Source: DAO Talk
There are many ways to make money, apart from luck, most of them are about realizing cognition, regardless of the merits of the method.
— — — — Old Leek (partner in the group)
Recently, through the messages left by the background partners, I can feel that many people are just entering this field and are experiencing the bull market for the first time.
Before giving specific advice, let's think about a few questions together:
What are the reasons for you to enter this circle?
What is your current work or life situation?
What are your future efforts and goals?
What are your expectations for returns and losses?
Whether it is the capital market or work and life, we are always in a constantly changing environment. We cannot change the cyclical nature of the environment, but we can find a relatively balanced strategy in this environment.
1. If you are experiencing a bull market for the first time, treat trading as a sideline
The bull market can easily create the illusion that "making money is too easy". If you currently have a stable job and income, trading in the crypto market can become a way for you to expand your skills, don't question or even abandon your current job status just because you have temporarily made quick money. Don't stay in one place and look for it, go forward while looking for it.
The bull market is temporary, and the long wait and patient layout is the norm for trading. While doing a good job in your main business, go to improve the cognition of your sideline, calmly experience a complete market cycle, use a small amount of funds for trading, from questioning the market, to understanding the market, and then to participating in the market, it is not something that can be understood overnight.
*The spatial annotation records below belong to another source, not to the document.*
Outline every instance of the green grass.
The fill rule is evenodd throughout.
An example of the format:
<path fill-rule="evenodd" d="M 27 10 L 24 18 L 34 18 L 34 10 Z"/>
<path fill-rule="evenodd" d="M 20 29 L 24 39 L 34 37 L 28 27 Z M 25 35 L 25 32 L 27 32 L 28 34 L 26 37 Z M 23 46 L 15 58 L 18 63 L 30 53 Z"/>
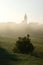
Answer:
<path fill-rule="evenodd" d="M 11 61 L 13 65 L 43 65 L 43 59 L 30 55 L 17 54 L 18 61 Z"/>
<path fill-rule="evenodd" d="M 12 53 L 16 39 L 8 37 L 0 37 L 0 46 Z M 31 42 L 36 47 L 37 52 L 43 52 L 43 39 L 31 38 Z M 10 60 L 10 65 L 43 65 L 43 59 L 31 55 L 16 54 L 18 60 Z"/>

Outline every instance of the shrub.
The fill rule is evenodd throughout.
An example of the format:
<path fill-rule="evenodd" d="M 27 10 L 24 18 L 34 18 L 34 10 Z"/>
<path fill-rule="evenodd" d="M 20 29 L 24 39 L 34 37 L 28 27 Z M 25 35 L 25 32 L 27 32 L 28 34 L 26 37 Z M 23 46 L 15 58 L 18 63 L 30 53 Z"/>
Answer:
<path fill-rule="evenodd" d="M 29 34 L 25 37 L 18 37 L 18 40 L 16 41 L 16 51 L 20 53 L 32 53 L 34 50 L 34 46 L 30 41 Z M 15 48 L 13 49 L 15 52 Z"/>

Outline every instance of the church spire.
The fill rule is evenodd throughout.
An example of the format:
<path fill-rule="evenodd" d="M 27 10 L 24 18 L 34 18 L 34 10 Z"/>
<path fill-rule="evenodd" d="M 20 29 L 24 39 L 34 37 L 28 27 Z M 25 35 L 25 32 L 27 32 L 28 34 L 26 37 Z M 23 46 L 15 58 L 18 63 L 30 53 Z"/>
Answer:
<path fill-rule="evenodd" d="M 25 14 L 25 16 L 24 16 L 24 23 L 27 24 L 27 15 L 26 15 L 26 14 Z"/>

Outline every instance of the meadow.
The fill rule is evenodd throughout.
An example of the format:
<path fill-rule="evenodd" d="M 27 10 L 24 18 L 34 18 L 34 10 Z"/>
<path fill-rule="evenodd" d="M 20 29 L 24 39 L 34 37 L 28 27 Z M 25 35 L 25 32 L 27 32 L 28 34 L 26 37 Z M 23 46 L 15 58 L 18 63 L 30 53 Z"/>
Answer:
<path fill-rule="evenodd" d="M 43 56 L 43 39 L 42 38 L 31 38 L 32 44 L 35 46 L 35 51 L 40 56 Z M 14 53 L 12 49 L 15 46 L 17 38 L 0 37 L 0 47 L 5 48 L 10 54 Z M 18 60 L 10 60 L 9 65 L 43 65 L 43 57 L 35 57 L 29 54 L 19 54 L 17 55 Z"/>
When your sideline has enough strength to support your own life, you can consider turning it into your main business, or even further pursue the things you really yearn for in your heart.
2. There are ways to play with small-scale funds, and there are ways to play with large-scale funds
If you don't participate in trading, you won't be able to understand the market. If you bet everything, you are likely to be manipulated by the market.
The things that are easily available in life are also easy to lose again. Only by first understanding the rules can you use the rules. Anyone who enters the capital market should first understand, and then realize.
So the second piece of advice for partners who are participating in trading for the first time is: for the first round of the bull market, use the part of the funds that you can completely lose without affecting your future normal life. Because if you make money, it's icing on the cake, if you lose money, it's a cheap tuition fee, and being trapped is a low-cost experience of trading. And your life will not become worse because of this, your mentality will be stable, and your subsequent trading behavior will not be deformed.
3. Profit-taking and stop-loss strategies
A partner in the group once said: Money can't be earned forever, but it can be lost completely. Don't pursue a 100% win rate, there is no one with a 100% win rate.
The constantly changing numbers are the floating profits and losses carefully presented to you by the capital. Set a sell-out strategy for yourself, and adjust it regularly in combination with market trends. The success of trading ultimately comes from the heart, and failure also comes from the heart. Trading is a process of constantly experiencing inner struggles, constantly tasting sweetness and bitterness, and is also a grand inner cultivation. When the moon is full, it will wane, and when the water is full, it will overflow. Profit-taking is stability, and putting it in the bag is security.
4. Pay attention to market sentiment, don't be overly optimistic or pessimistic
Pay attention to market sentiment and don't be affected by excessive optimism or pessimism.
A typical feature of the bull market is emotionalism, and market sentiment will become very optimistic as prices rise, but may also become extremely pessimistic due to short-term corrections.
Learn to control your emotions through rational analysis, don't be induced by the market's excessive optimistic sentiment, and don't panic because of short-term price fluctuations.
Focus on fundamental analysis and long-term trends, don't just look at short-term price changes.
5. Record and review your investments
Record your buy and sell decisions and the reasons behind them. The fast pace of the bull market is easy to make people lose their way, regular review of your investment strategy and decision-making can help avoid emotional decision-making, and can also help you learn from past decisions.
6. Don't believe in or be deceived
You can be tempted, but don't be deceived.
Be wary of promises that are "too good to be true", prevent "phishing websites" and malicious links, regularly check your account and transaction records, and understand common types of fraud.
Partners who have just entered the crypto market, you are here to make money, not to give money away.